Die große Null-Kohlenstoff-Verbrecher-Verschwörung

Das globalistische Weltwirtschaftsforum in Davos verkündet die Notwendigkeit, bis 2050 ein weltweites Ziel von “net zero carbon” zu erreichen. Das klingt für die meisten weit in der Zukunft und wird daher weitgehend ignoriert. Doch die Veränderungen, die von Deutschland über die USA bis hin zu zahllosen anderen Volkswirtschaften im Gange sind, schaffen die Voraussetzungen für die Schaffung dessen, was in den 1970er Jahren als “Neue Internationale Wirtschaftsordnung” bezeichnet wurde. In Wirklichkeit handelt es sich um eine Blaupause für einen globalen technokratischen totalitären Korporativismus, der riesige Arbeitslosigkeit, Deindustrialisierung und einen wirtschaftlichen Zusammenbruch verspricht. Betrachten Sie einige Hintergründe.

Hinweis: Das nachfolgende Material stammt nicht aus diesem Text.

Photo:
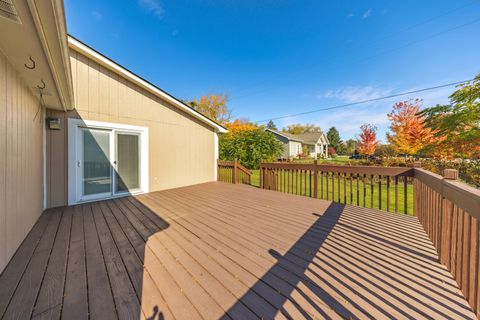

Klaus Schwabs World Economic Forum (WEF) wirbt derzeit für sein Lieblingsthema, den Great Reset der Weltwirtschaft. Der Schlüssel zum Ganzen ist das Verständnis dessen, was die Globalisten mit Net Zero Carbon bis 2050 meinen. Die EU führt das Rennen an, mit einem kühnen Plan, der erste “kohlenstoffneutrale” Kontinent der Welt bis 2050 zu werden und seine CO2-Emissionen bis 2030 um mindestens 55 Prozent zu reduzieren.

In einem Beitrag in seinem Blog im August 2020 schrieb der selbsternannte globale Impfstoff-Zar Bill Gates über die kommende Klimakrise: “So schrecklich diese Pandemie auch ist, der Klimawandel könnte noch schlimmer sein… Der relativ geringe Rückgang der Emissionen in diesem Jahr macht eines deutlich: Wir können nicht einfach – oder auch nur größtenteils – durch weniger Fliegen und Fahren zu null Emissionen kommen.”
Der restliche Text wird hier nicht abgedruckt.